Cao Zhi New: China is now the severe cases and deaths is also small, we now sum up the characteristics is not necessarily a universal law, combined with the global circumstances. Because the flu is a new influenza, it and previous outbreaks in a number of different, reflected in a feature found in severe cases, the traditional high-risk groups for influenza, is down with the flu are likely to become heavy to those who do not currently able to cover all of the A flow characteristics of high-risk groups, a very important aspect is the traditional high risk of influenza is mainly the elderly, children, people with basic diseases, such as pregnant women, who remains a stream of high-risk groups did not find these people got a flow is particularly light. But there is one exception, the influenza A H1N1 influenza, a number of young people, the original in good health, got sick even after heavy, there may even be death, this phenomenon abroad, who died of severe cases of people and more countries are prominent, China seems to have this phenomenon, this issue should be analyzed so that young people get sick, there are some heavy, will die, which may reflect more of this disease is a new strain, so the general population is not immune barrier, but fortunately the yes, from the current domestic data, where young people got sick after the weight change, and even lead to death is very, very rare phenomenon, compared to about 50,000 cases of confirmed cases died inside the numbers, lower than the proportion of foreign much more. Domestic data also needs to summarize all of this may be a new strain of the virus is somewhat related to some special people who may be very sensitive to physical.

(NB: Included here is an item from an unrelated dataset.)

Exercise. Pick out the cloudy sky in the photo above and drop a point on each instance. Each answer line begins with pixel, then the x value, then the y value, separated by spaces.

Follow-up: In the past, WHO has been saying that people die young adults is a major, after such a long time, there is no change?

Cao Zhi, the new: There have been published or the death of the foreign population is young.

FENG Zi-jian: Part of the reason is that the current number of cases in children and young adults and more severe, and so the corresponding number of deaths was also high. Number of cases in this age group more than the current stage of view, except, of course, and characteristics of pathogenicity of the virus may have relationship, we can also see old young adults the chance of infection is not high. Now schools are more outbreaks in schools this environment, methods and other environmental exposure is different, children in the school environment, a long contact time, contact proximity, frequency high. The present case, the susceptibility of various age groups is similar, because the exposure to different opportunities, it makes a high incidence of this group, the corresponding number of severe also come up. If we look at the incidence of severe cases account for the proportion of all ages, young people are not necessarily the highest.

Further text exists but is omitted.